The dataset provided a history of the various weather conditions that had occured in the US from 1950 - 2011. It recorded the extent of damages in each of the respective years. The analysis helps to identify the top 10 most harmful weather conditions to the human and the top 10 weather condition that created the most impact to the economies.
Reading data from the source dataset:
data <- read.csv("~/assignment/repdata-data-StormData.csv",header = TRUE, sep = ",")
Base on the dataset provided, the columns INJURIES and FATALITIES are used to calculate the casualties caused by each event.
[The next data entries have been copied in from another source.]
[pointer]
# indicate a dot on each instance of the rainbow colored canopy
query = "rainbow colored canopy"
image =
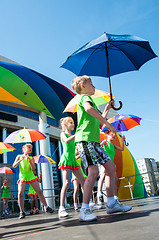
(126, 166)
(123, 122)
(26, 86)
The highest casualties registered signify the most harmful event to the human population.
## Loading required package: reshape2
## Loading required package: ggplot2
Base on the chart, Tonado is the top event that registed the highest casualties over 61 years.
From the dataset, we use the cost of damages to Property and Crop to calculate the impact to the economic.
## converting cost of damages to Propery and Crop
data$PROPDMGconv <- sapply(data$PROPDMGEXP, function(x) {if(x=="K") 10^3
else if(x=="M") 10^6
else if(x=="B") 10^9
else 1})
data$CROPDMGconv <- sapply(data$CROPDMGEXP, function(x) {if(x=="K") 10^3
else if(x=="M") 10^6
else if(x=="B") 10^9
else 1})
data$PropDmgValue <- data$PROPDMG * data$PROPDMGconv
data$CropDmgValue <- data$CROPDMG * data$CROPDMGconv
cost<-melt(data, id="EVTYPE", measure.vars = c("PropDmgValue", "CropDmgValue"))
cost_df<-dcast(cost, EVTYPE~variable, function(x) sum(x, na.rm=TRUE))
econDamage<-cost_df[with(cost_df, order(-rowSums(cost_df[c("PropDmgValue","CropDmgValue")]))),c(1,2:3)]
top10econDamage <- econDamage[1:10,]
top10econDamage<-melt(top10econDamage, id="EVTYPE", measure.vars = c("PropDmgValue","CropDmgValue"))
top10econDamage$value <- top10econDamage$value/10^9
top10econDamage$EVTYPE<-reorder(top10econDamage$EVTYPE, top10econDamage$value)
c2<-ggplot(top10econDamage,aes(x=EVTYPE,y=value))
c2<-c2+geom_bar(stat="identity", fill = "green")
c2<-c2+theme(axis.text.x=element_text(angle=45,vjust=1,hjust=1))
c2<-c2+labs(x="Weather events", y="USD (Billions)", title="Top 10 Weather Condition that has highest Economic Consequences")
print(c2)
Base on the chart, the weather condition that had the highest impact to the economic was Flood.